Han vuelto las clases y nuestros más jóvenes regresan al colegio. Las fiestas terminan y todo entra en sus cajas hasta que dentro de un año volvamos a romper sus lazos y precintos para engalanar la vida y montar el Belén. El horizonte se inclina caprichosamente hacia arriba como siempre sucede con la cuesta en enero. Y parece que uno se despereza forzadamente para volver al cotidiano trajín tras la tregua navideña.
Estos primeros días del año se presentan siempre con el sabor resacoso de unas fiestas que volvieron a terminar, y la incertidumbre llena de fatiga ante el presente y el futuro tan duro que no se logra despejar. Se nos antoja entonces que estos primeros lances de cada año son ingratos, desabridos, duros. Pero el invierno tiene una cualidad humilde capaz de enseñarnos una lección en estas fechas del año. Y hace saltar por los aires cualquier pesimismo, cualquier maleficio, rompiendo cepos y abriendo ventanas, para que entre la brisa de la esperanza que nos permite volver a empezar.

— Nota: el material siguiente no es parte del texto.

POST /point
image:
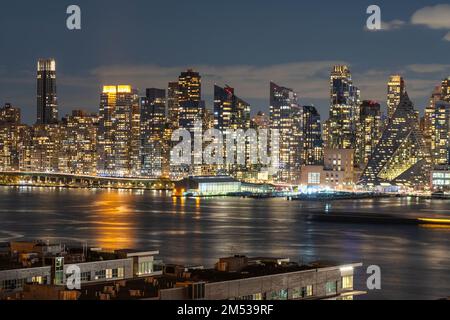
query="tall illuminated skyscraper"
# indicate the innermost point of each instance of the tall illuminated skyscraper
(153, 124)
(230, 114)
(312, 143)
(396, 88)
(190, 98)
(440, 137)
(369, 130)
(283, 110)
(401, 157)
(119, 132)
(47, 102)
(79, 145)
(345, 100)
(428, 118)
(173, 106)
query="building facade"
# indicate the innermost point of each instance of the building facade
(47, 101)
(369, 130)
(119, 134)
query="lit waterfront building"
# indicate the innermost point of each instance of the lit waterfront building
(190, 98)
(345, 101)
(46, 148)
(155, 149)
(191, 109)
(312, 143)
(10, 114)
(47, 102)
(369, 130)
(440, 137)
(401, 157)
(79, 145)
(119, 132)
(283, 105)
(337, 171)
(396, 88)
(173, 106)
(260, 121)
(259, 172)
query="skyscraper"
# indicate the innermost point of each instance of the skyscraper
(153, 124)
(47, 102)
(119, 132)
(445, 90)
(440, 137)
(428, 118)
(189, 99)
(369, 130)
(401, 156)
(283, 109)
(345, 100)
(173, 105)
(14, 137)
(230, 112)
(396, 87)
(191, 108)
(312, 143)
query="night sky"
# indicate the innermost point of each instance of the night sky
(244, 44)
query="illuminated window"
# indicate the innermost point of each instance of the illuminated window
(331, 288)
(347, 282)
(313, 178)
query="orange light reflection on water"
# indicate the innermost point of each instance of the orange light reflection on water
(115, 228)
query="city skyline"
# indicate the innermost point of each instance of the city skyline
(137, 136)
(422, 62)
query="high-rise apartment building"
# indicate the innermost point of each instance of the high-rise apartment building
(344, 111)
(369, 130)
(445, 90)
(396, 88)
(119, 134)
(312, 143)
(153, 124)
(401, 157)
(283, 107)
(47, 102)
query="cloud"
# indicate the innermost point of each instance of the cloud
(392, 25)
(429, 68)
(434, 17)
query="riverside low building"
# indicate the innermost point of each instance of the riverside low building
(265, 279)
(95, 266)
(203, 186)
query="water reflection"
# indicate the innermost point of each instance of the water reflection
(198, 231)
(115, 225)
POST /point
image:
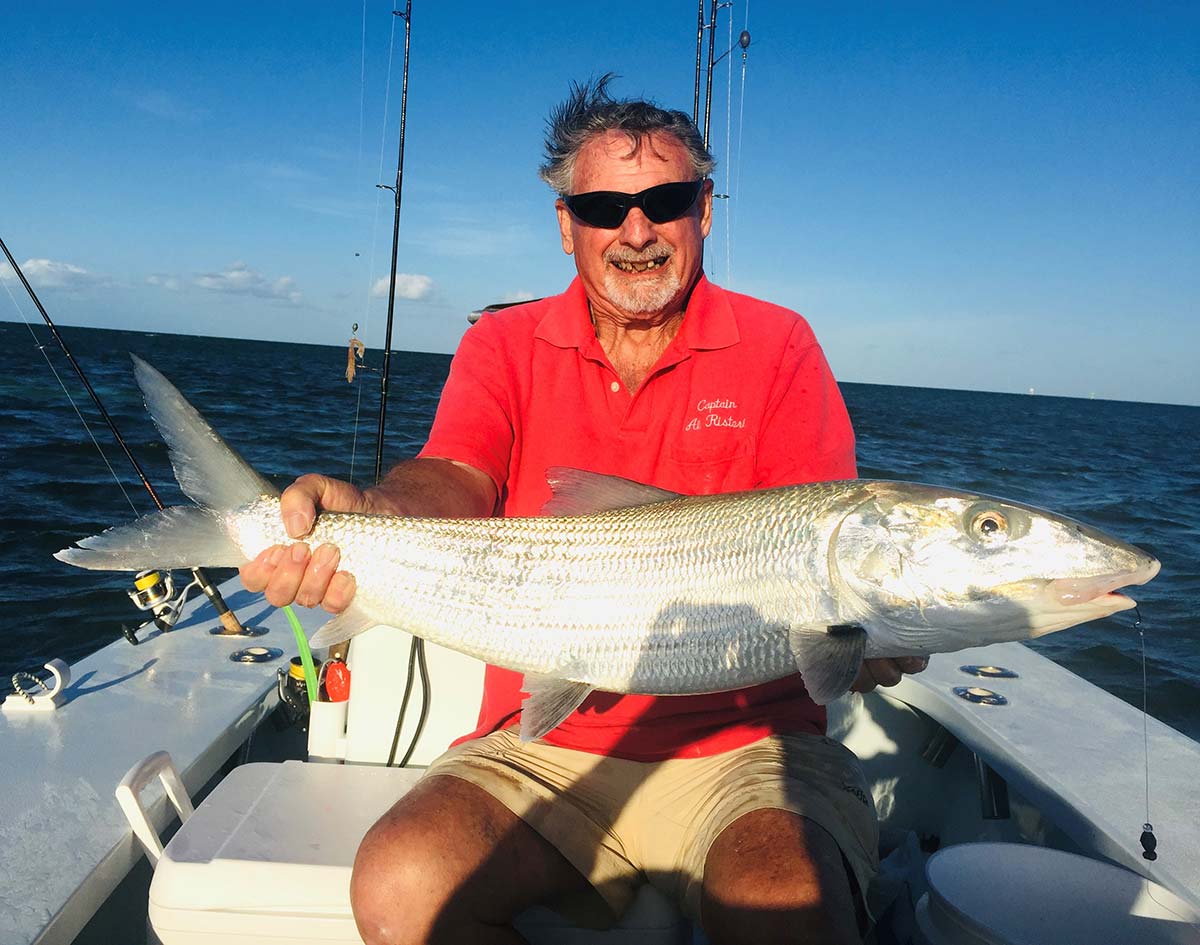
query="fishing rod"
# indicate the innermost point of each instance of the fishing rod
(417, 652)
(407, 16)
(153, 595)
(711, 25)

Aunque los días se empiezan a alargar con el tiempo pausado de estas fechas, y parece que se nos cuela antes la luz cada mañana al despertar, y que resulta cada vez más remolona al decirnos adiós al atardecer, tiene algo este tramo del año que nos hace abrir a la esperanza en medio de las cuestas arriba que nos impone enero.
No estamos ante la explosión vivaracha de una primavera en frescor, ni ante el apacible estío que llena de sosiego jornadas largas de tiempo amable, y tampoco estamos ante ese otoño discreto que nos introduce en la serena paz de alfombras de hojas caídas. Es difícil este tiempo en el que el frío por fuera parece que nos atenta por dentro, y nos deja demasiado desnudos ante una intemperie desnuda también. El paisaje invernal impone esta nota de austeridad que puede sumirnos en una cierta soledad tal vez demasiado descobijada.
Y sin embargo, en el invierno la vida también crece. No tiene la apariencia vistosa y colorida de otras estaciones del año, pero hace su papel y trabaja calladamente para que luego lleguen los frutos sabrosos, y rompan las flores con su aroma, y el agua salte cantarina por torrentes y valles. Nuestra vida tiene momentos de invierno que no son inútiles, ni sin sentido. Hay que saber vivirlos con la sencillez y sabiduría de quien también aquí se atreve a entender el mensaje de Dios. Porque no es el momento de la flor ni del fruto, sino el tiempo de la raíz. Y las raíces no trabajan en el escaparate, sino en la más noble trastienda, para que luego se pueda presentar y exhibir lo que callandito se ha ido preparando.
Decía el gran poeta Rilke que “Dios espera siempre en las raíces”. Estamos también nosotros preparando el fruto de la primavera que deseamos para todos en tantos sentidos. El Señor que es quien ha sembrado su Gracia en el surco de nuestra vida y de nuestra Diócesis, es también Él quien la riega y abona, y será Él quien hará brotar una novedad que llene de luz y de fecunda bondad nuestros caminos.
Tiempo de invierno, tiempo de raíces, para crecer interiormente, poniendo así los peldaños por los que podremos subir al altozano desde donde se ven las cosas con los ojos de Dios. La Iglesia no tiene un balcón mejor cuando abre sus puertas, sus brazos, para que quien busca encuentre, quien sufre sea sostenido y consolado, y quien reparte a manos llenas el bien y la paz de Dios sea siempre bienaventurado.